The premier is due to make a statement to the House of Commons in London and say that companies will be prosecuted if they fail to stop their employees assisting tax evaders as he seeks to draw a line under the crisis, which has overshadowed his campaign to keep Britain in the European Union.
“This government has done more than any other to take action against corruption in all its forms, but we will go further,” Cameron said in a statement. “We will legislate this year to hold companies who fail to stop their employees facilitating tax evasion criminally liable.”
Cameron published details of the taxes he’s paid since 2009 on Sunday after a week of negative headlines prompted by documents leaked from Panama law firm Mossack Fonseca linking his father, Ian, to an offshore investment fund. After first saying it was a “private matter” last Monday, the premier said on Thursday that he had personally profited from the fund. He acknowledged he had “badly handled” his response to the revelations and published his tax data at the weekend.
The four-page document detailing his tax affairs, prepared by a firm of chartered accountants, showed Cameron’s salary as prime minister, income from a house he rents out in London and interest on his savings. Over the six years through April 2015, he paid 402,283 pounds ($570,000) in tax on earnings of 1.08 million pounds.

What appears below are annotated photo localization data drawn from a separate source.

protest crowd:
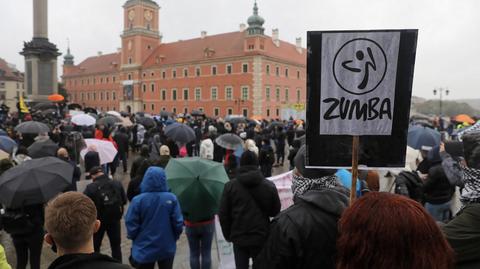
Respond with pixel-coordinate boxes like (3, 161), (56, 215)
(0, 98), (479, 269)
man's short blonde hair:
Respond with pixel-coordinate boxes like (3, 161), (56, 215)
(45, 192), (97, 250)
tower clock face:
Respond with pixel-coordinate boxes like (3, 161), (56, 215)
(144, 10), (153, 21)
(128, 10), (135, 21)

The publication has set in train a shift in the level of disclosure expected of British politicians. On Sunday, Scottish First Minister Nicola Sturgeon released details of her tax return. Jacob Rees-Mogg, a member of Parliament from Cameron’s Conservative Party, said he expected he would release his own details in the coming months.
“The mood has become one, it’s very clear, that all MPs within a year or two will be publishing their returns, and I am not going to be the one holdout against that,” Rees-Mogg told the BBC on Monday. “The argument for doing so is that Caesar’s wife must be above suspicion and that if you are managing the country’s affairs and voting on them, the electorate want to know that you are doing it properly and independently.”

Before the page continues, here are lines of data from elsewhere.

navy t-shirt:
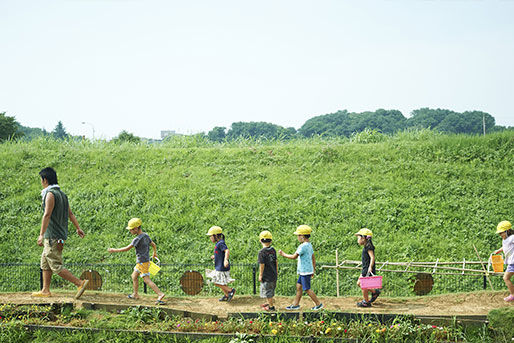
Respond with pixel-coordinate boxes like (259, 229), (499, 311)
(214, 240), (230, 271)
(361, 244), (376, 277)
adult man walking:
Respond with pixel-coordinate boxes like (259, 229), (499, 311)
(32, 167), (89, 299)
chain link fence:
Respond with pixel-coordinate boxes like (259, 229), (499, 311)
(0, 262), (506, 297)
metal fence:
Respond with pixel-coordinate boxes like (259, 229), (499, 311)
(0, 262), (506, 297)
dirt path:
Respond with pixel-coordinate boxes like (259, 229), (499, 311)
(1, 291), (511, 318)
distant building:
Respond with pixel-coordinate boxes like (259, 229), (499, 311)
(161, 130), (177, 139)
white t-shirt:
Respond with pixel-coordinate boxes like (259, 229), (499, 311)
(502, 235), (514, 265)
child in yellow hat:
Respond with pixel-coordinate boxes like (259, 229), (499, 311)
(355, 228), (380, 307)
(108, 218), (165, 304)
(206, 226), (236, 301)
(258, 230), (278, 311)
(493, 221), (514, 302)
(279, 225), (323, 311)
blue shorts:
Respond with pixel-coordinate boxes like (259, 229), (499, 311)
(506, 264), (514, 273)
(297, 274), (312, 291)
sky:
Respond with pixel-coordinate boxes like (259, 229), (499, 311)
(1, 0), (513, 140)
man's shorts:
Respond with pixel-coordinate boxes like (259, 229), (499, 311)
(134, 262), (150, 277)
(506, 264), (514, 273)
(40, 239), (64, 274)
(297, 274), (312, 291)
(260, 281), (276, 298)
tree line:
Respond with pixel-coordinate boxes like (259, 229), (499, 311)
(205, 108), (507, 142)
(1, 108), (511, 143)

The immediate focus was on Chancellor of the Exchequer George Osborne, another man who, like Cameron, has family money -- his father and uncle set up the high-end wallpaper firm Osborne & Little Ltd. The prime minister’s office signaled that the chancellor will give way.
“Chancellors and shadow chancellors should show transparency too,” Cameron’s spokeswoman, Helen Bower, told reporters. “The Treasury has been clear overnight that they are willing to look at whether they provide more transparency.”
The shadow chancellor, Labour’s finance spokesman, John McDonnell said he’s in favor of all lawmakers publishing their tax returns.
Cameron also announced a task force to probe the leaked documents as he sought to regain the initiative after being accused of hypocrisy by the opposition Labour Party and by public protesters because he has repeatedly condemned companies and individuals who avoid paying tax.
Cameron’s attempt to seize control of the controversy appeared to have backfired on Sunday when newspapers reported he had been given 200,000 pounds by his mother in an act that some interpreted as an attempt to avoid inheritance tax. “Cameron’s 200K Gift from Mummy,” the Sunday Mirror said on its front page, while the Mail on Sunday led with “Cameron Tax Bill Dodge on Mother’s 200K Gift.”
Cameron’s office said the gift, in two 100,000-pound payments in May and July 2011, is an often used piece of planning to reduce inheritance-tax liability. It will only be liable for the tax -- which would be paid by his mother’s estate -- if she dies within seven years of giving the gift, which was additional to 300,000 pounds left to Cameron by his father.
Labour leader Jeremy Corbyn said Cameron still has questions to answer and called for increased openness about the financial affairs of everyone in public life. He has also said he will publish his tax details.
“What Panama has shown more than anything is there’s one rule for the rich and another for the rest,” Corbyn told BBC TV’s “Andrew Marr Show” on Sunday.